LOL my bad. I didn't really understand. If you don't cut off the branches then how do you trim? You wait until it's dry to trim?


----------



## 420weedman (Dec 15, 2008)

oh. i thought you would have done both, some say its better to do it whole and it dries out evener.... i've seen peoples plants dying whole .. but trimmed, when i see another ill show you.


----------



## Poon69 (Dec 15, 2008)

Looks like a nice batch mared! Lookin really bright green. Let me know how it smokes 

What's with the really tall white lady? How'd that happen lol ?


----------



## da plantDOC (Dec 15, 2008)

Wow bro that plant grow's like the strawberry yak!!

But eneyway's grate job thare huge and you know what dont worry about the 3 gal bag's!! That anuff room for a nice root mass!!
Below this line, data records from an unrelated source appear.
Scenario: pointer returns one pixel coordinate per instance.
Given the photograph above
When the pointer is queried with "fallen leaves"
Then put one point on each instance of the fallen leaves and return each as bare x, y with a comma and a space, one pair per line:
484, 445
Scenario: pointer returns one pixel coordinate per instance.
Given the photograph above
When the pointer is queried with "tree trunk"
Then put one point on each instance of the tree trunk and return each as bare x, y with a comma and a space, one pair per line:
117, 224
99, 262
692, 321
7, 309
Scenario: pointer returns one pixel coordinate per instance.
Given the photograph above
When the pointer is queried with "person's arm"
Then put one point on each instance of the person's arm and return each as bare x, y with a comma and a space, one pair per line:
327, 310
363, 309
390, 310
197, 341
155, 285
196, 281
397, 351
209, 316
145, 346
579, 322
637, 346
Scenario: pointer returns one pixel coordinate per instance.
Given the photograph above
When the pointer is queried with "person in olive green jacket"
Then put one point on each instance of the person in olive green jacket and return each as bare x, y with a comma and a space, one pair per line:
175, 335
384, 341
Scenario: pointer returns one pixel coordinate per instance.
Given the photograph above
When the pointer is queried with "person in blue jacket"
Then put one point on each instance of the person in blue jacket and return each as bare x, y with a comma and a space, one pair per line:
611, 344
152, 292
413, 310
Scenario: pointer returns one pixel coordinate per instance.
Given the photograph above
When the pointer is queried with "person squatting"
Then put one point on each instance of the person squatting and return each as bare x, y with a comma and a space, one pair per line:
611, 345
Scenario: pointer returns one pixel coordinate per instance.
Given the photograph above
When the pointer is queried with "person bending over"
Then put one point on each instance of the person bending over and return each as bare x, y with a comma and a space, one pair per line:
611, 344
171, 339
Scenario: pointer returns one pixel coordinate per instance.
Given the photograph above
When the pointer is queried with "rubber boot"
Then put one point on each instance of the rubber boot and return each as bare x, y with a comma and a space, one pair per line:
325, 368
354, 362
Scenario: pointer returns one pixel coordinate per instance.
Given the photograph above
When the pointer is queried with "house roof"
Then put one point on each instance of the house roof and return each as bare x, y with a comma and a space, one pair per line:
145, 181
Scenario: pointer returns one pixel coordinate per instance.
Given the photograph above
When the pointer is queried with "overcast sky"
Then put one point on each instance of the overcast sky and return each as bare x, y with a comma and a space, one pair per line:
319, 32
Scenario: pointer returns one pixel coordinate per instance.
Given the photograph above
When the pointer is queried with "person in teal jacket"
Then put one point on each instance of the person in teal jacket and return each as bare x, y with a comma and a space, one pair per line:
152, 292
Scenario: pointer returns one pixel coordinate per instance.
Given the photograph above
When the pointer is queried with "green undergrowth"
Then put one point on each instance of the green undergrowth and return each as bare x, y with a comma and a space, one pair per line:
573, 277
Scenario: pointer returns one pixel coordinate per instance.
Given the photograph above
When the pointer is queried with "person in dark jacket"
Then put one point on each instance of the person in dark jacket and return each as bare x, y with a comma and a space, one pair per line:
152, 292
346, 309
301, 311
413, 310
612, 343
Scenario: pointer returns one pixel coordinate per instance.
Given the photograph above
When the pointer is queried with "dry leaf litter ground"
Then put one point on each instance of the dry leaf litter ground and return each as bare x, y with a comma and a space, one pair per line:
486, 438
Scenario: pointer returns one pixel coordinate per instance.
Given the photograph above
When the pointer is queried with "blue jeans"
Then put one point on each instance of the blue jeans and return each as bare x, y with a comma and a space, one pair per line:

So keep up the good work man!!


----------



## onthedl0008 (Dec 15, 2008)

Awesome Mared just AWESOME BRO.


----------



## mared juwan (Dec 15, 2008)

420weedman said:


> oh. i thought you would have done both, some say its better to do it whole and it dries out evener.... i've seen peoples plants dying whole .. but trimmed, when i see another ill show you.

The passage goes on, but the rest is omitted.